PyCon DE & PyData 2026

To nest, or not to nest? Nested data types in Polars with big data
, Helium [3rd Floor]

Do you find yourself weighing up the pros and cons of using nested types in the Polars library - pondering whether you should encode your variables in structures using lists, arrays or opt for a flat format without complex hierarchy? This talk focuses on the crucial design choices available, the performance implications, and how this impacts the logic of your queries, as well as code readability, when deciding how to implement your big data pipeline in Polars. The methods available for nested types in Polars have seen some significant additions over the last year, with powerful functionality, such as filtering and aggregation, released in the latest versions of the library. These provide much-needed shortcuts for queries interrogating complex nested structures that previously required sophisticated user-defined functions. It makes the use of nested types much easier and intuitive, but does this mean you should nest your data? Through practical examples you’ll learn some guidelines to help you decide.


If you’ve ever designed or used SQL databases in your data science projects perhaps you’ve cringed at the lack of relational structure and data duplication in the design of big data storage and processing. On the other hand, if you’ve spent any considerable time getting dirty with Polars’ vectorized and columnar processing, you’ll also know that this can be somewhat of a moot point. So why bother?

Outline of the talk:

5 minutes: Introduction & origin story. What are Polars nested types? How do they work? Why do they matter?
5 minutes: Back to the future. Advanced queries on nested types, past & present.
5 minutes: Query structure - “Group by” forever baby, versus element-wise.
5 minutes: Storage comparison and the gigabyte scrooge - how a miser decides on a nested Polars structure.
5 minutes: Time is money – How performance stacks up.
5 minutes: Q&A

By the end of the talk, participants will have seen several straightforward examples, as well more advanced illustrations of nested structures in Polars using real-world data. They will be able to identify some key considerations informing their use of nested structures, including query logic, storage and performance.
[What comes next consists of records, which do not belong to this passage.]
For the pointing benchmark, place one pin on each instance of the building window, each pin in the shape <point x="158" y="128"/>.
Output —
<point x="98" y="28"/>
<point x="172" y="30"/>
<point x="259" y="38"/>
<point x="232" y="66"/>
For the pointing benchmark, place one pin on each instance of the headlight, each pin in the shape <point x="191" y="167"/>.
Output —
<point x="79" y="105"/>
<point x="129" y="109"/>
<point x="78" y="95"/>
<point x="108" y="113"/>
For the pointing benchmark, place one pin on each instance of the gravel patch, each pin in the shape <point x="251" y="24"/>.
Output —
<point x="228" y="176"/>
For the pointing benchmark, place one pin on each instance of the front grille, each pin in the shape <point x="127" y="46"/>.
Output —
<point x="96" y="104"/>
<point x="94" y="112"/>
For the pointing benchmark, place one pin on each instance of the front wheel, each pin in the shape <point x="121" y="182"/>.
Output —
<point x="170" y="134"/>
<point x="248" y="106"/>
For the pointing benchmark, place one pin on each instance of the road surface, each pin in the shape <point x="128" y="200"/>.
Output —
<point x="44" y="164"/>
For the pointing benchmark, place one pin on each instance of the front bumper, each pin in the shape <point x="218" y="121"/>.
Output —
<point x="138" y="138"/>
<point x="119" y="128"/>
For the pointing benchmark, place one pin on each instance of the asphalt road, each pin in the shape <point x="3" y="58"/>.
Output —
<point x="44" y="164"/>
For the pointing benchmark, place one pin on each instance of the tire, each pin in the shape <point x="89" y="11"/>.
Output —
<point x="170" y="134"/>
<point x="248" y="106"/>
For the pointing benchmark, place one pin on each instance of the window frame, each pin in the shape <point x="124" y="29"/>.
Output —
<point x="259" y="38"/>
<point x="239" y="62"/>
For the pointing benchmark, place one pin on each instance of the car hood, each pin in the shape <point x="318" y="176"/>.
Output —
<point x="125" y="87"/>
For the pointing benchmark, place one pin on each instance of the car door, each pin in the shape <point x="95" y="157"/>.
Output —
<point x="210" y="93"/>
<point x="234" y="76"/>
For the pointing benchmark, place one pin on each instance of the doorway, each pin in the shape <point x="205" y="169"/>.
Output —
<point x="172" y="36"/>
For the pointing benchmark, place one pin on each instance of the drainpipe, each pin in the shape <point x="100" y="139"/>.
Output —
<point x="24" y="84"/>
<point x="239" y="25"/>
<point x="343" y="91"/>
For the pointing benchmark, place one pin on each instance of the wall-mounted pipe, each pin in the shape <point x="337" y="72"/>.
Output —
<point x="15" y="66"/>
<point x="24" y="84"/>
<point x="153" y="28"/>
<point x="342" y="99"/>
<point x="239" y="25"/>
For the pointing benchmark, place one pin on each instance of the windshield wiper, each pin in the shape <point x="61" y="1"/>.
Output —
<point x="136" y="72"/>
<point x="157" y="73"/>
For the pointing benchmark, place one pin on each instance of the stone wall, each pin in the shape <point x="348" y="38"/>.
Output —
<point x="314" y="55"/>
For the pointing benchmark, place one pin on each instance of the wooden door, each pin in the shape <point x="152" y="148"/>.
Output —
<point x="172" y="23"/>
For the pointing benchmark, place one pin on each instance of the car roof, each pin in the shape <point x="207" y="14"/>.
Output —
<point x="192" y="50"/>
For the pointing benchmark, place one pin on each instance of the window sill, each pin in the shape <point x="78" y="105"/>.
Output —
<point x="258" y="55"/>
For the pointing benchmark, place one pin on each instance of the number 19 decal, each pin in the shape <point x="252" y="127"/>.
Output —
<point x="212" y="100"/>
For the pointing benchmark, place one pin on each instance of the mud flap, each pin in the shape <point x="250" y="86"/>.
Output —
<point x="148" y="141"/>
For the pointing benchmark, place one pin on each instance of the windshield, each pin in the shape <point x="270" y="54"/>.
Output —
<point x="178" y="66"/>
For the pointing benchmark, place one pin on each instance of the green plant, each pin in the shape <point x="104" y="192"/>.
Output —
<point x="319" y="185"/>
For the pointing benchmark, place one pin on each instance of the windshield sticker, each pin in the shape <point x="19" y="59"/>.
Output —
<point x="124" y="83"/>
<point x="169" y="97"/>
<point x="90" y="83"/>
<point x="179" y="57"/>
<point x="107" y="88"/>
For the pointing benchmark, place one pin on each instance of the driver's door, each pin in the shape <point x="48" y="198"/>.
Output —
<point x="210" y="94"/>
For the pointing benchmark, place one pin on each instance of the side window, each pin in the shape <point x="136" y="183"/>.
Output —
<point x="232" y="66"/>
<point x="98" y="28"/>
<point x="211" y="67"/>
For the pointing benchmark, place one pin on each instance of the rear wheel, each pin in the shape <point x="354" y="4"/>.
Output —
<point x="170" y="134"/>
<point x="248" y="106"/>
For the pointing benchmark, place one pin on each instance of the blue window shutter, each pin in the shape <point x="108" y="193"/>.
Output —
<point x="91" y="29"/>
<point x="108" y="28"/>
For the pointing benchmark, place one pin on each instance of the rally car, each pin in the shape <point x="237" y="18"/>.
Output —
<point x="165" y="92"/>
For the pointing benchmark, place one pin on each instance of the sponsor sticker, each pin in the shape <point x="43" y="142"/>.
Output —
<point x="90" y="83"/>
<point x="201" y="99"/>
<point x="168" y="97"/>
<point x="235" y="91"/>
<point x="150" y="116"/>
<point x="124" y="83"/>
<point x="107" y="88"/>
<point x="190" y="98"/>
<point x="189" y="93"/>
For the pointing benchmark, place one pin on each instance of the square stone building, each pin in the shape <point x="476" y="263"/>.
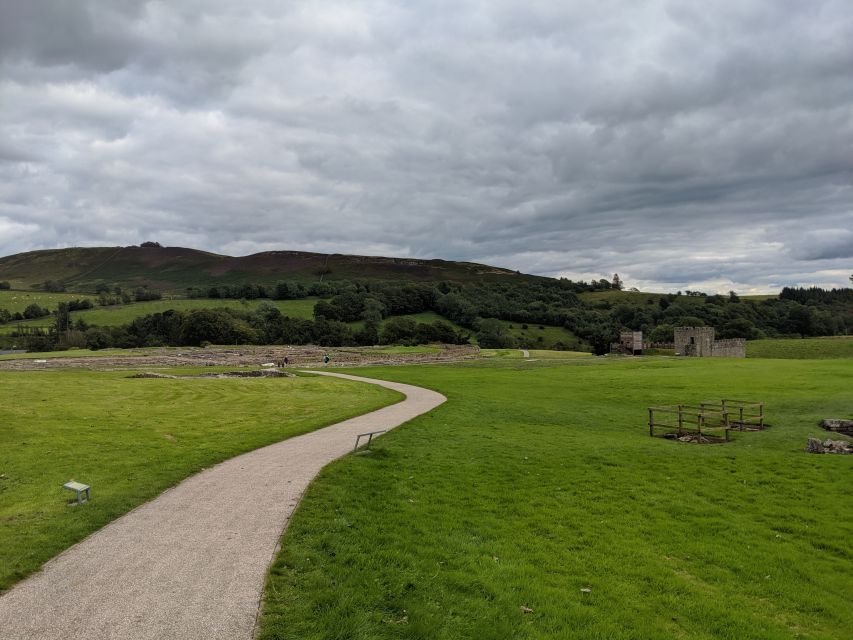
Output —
<point x="698" y="342"/>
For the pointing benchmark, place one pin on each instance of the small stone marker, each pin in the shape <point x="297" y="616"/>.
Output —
<point x="80" y="489"/>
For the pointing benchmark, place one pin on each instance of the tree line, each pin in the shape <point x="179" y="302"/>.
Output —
<point x="475" y="307"/>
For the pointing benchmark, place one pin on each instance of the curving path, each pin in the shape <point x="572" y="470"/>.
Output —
<point x="192" y="562"/>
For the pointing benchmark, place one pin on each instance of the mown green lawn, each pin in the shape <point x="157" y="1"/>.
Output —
<point x="836" y="347"/>
<point x="132" y="438"/>
<point x="533" y="504"/>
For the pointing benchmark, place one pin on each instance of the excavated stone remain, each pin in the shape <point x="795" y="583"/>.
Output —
<point x="829" y="446"/>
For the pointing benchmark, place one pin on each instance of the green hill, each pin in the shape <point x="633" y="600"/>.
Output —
<point x="176" y="268"/>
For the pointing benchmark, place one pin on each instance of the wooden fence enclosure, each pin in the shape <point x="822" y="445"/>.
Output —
<point x="707" y="421"/>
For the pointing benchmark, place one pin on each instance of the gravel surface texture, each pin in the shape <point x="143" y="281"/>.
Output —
<point x="191" y="563"/>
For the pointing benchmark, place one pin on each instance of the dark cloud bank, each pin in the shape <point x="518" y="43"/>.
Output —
<point x="682" y="144"/>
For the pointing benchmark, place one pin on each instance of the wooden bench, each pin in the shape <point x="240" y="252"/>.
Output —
<point x="80" y="489"/>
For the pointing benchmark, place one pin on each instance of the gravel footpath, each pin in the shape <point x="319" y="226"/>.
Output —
<point x="192" y="562"/>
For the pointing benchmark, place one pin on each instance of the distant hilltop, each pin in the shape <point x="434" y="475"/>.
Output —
<point x="176" y="268"/>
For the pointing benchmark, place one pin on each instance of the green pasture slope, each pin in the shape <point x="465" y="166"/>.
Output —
<point x="133" y="438"/>
<point x="807" y="348"/>
<point x="533" y="504"/>
<point x="116" y="315"/>
<point x="16" y="301"/>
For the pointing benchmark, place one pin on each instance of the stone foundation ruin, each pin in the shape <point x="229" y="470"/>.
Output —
<point x="630" y="343"/>
<point x="699" y="342"/>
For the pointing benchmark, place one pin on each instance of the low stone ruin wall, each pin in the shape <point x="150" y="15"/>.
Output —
<point x="732" y="348"/>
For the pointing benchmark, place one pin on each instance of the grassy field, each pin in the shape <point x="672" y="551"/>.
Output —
<point x="124" y="314"/>
<point x="131" y="439"/>
<point x="17" y="301"/>
<point x="837" y="347"/>
<point x="542" y="338"/>
<point x="533" y="504"/>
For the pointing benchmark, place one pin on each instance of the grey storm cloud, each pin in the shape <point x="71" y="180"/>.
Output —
<point x="683" y="145"/>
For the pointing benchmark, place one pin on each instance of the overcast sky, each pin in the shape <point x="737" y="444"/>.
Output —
<point x="682" y="144"/>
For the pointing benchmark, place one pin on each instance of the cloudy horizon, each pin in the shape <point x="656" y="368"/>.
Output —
<point x="683" y="146"/>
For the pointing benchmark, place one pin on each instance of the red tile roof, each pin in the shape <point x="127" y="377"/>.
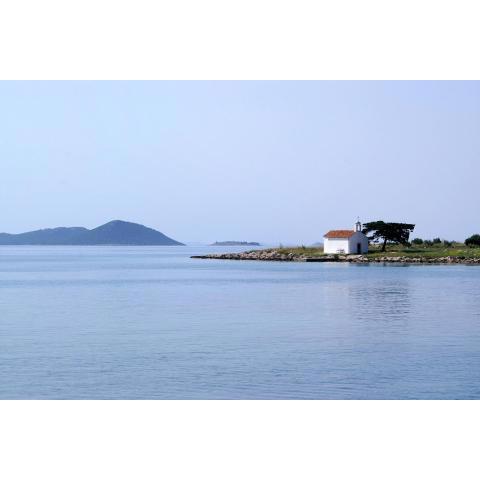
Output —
<point x="339" y="234"/>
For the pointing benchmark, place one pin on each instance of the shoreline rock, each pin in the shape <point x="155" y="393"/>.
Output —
<point x="275" y="256"/>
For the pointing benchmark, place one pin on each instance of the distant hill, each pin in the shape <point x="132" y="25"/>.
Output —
<point x="233" y="243"/>
<point x="116" y="232"/>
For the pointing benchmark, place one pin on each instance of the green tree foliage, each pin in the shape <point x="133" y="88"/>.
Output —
<point x="473" y="241"/>
<point x="384" y="232"/>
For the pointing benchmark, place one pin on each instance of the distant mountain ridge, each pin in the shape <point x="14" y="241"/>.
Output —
<point x="116" y="232"/>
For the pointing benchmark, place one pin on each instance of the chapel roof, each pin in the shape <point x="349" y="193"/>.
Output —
<point x="339" y="234"/>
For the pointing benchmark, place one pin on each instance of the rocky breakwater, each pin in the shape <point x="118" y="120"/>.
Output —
<point x="266" y="255"/>
<point x="276" y="256"/>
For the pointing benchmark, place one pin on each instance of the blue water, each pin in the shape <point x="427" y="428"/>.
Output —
<point x="151" y="323"/>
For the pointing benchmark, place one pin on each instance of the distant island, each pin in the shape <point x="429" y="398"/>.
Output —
<point x="233" y="243"/>
<point x="116" y="232"/>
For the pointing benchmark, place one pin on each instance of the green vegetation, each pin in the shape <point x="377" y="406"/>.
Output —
<point x="427" y="250"/>
<point x="385" y="232"/>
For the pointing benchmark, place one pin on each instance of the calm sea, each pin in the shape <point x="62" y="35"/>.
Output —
<point x="151" y="323"/>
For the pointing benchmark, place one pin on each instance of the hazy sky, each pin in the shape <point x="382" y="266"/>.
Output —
<point x="265" y="161"/>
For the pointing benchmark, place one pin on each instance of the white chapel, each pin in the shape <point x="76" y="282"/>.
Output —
<point x="346" y="241"/>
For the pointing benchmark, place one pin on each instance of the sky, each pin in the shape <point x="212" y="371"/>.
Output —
<point x="274" y="162"/>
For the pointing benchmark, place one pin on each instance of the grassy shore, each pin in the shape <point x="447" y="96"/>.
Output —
<point x="458" y="250"/>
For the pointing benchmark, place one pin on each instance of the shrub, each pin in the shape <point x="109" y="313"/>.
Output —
<point x="473" y="241"/>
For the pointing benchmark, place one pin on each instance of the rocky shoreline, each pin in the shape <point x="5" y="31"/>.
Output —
<point x="274" y="256"/>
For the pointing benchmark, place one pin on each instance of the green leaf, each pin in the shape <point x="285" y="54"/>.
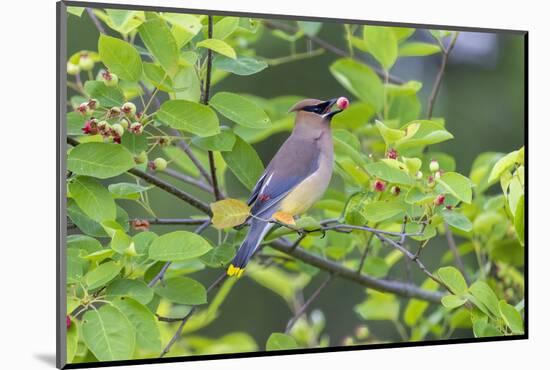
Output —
<point x="240" y="110"/>
<point x="108" y="96"/>
<point x="310" y="28"/>
<point x="144" y="322"/>
<point x="178" y="246"/>
<point x="158" y="77"/>
<point x="456" y="219"/>
<point x="360" y="80"/>
<point x="84" y="242"/>
<point x="225" y="27"/>
<point x="135" y="289"/>
<point x="379" y="306"/>
<point x="384" y="171"/>
<point x="72" y="340"/>
<point x="102" y="274"/>
<point x="219" y="46"/>
<point x="108" y="334"/>
<point x="519" y="220"/>
<point x="511" y="317"/>
<point x="452" y="301"/>
<point x="127" y="190"/>
<point x="101" y="160"/>
<point x="418" y="49"/>
<point x="453" y="279"/>
<point x="244" y="162"/>
<point x="382" y="44"/>
<point x="485" y="295"/>
<point x="383" y="210"/>
<point x="219" y="256"/>
<point x="503" y="164"/>
<point x="92" y="198"/>
<point x="120" y="57"/>
<point x="158" y="39"/>
<point x="223" y="142"/>
<point x="457" y="185"/>
<point x="189" y="116"/>
<point x="182" y="290"/>
<point x="229" y="213"/>
<point x="241" y="66"/>
<point x="280" y="341"/>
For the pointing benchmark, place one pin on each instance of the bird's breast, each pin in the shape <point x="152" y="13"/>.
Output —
<point x="309" y="191"/>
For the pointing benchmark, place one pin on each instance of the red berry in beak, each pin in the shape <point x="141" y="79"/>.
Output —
<point x="342" y="102"/>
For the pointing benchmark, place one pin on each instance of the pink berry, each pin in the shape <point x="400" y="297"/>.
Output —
<point x="379" y="185"/>
<point x="342" y="102"/>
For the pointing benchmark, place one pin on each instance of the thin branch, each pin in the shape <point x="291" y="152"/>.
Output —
<point x="188" y="179"/>
<point x="205" y="99"/>
<point x="169" y="188"/>
<point x="454" y="250"/>
<point x="184" y="319"/>
<point x="328" y="46"/>
<point x="397" y="287"/>
<point x="305" y="306"/>
<point x="439" y="77"/>
<point x="96" y="21"/>
<point x="187" y="150"/>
Expected audience expertise in your talk's domain:: Intermediate Expected audience expertise in Python:: Intermediate
See also:

Daniel Finnan is a 2nd year PhD candidate at the Lirsa laboratory, Conservatoire national des arts et métiers (CNAM), in Paris. His thesis focuses on decentralized finance, specifically decentralized exchanges, applying a quantitative methodology using blockchain data, techniques in data science, and time series econometrics. He codes in Python, R, and occasionally Rust and JavaScript, specifically using Python to manage data pipelines. He has a professional certification in full-stack development and holds a Master’s degree in Economics, with a specialization in Economic, Digital and Data strategies from CNAM’s department of Economics, Finance, Insurance and Banking.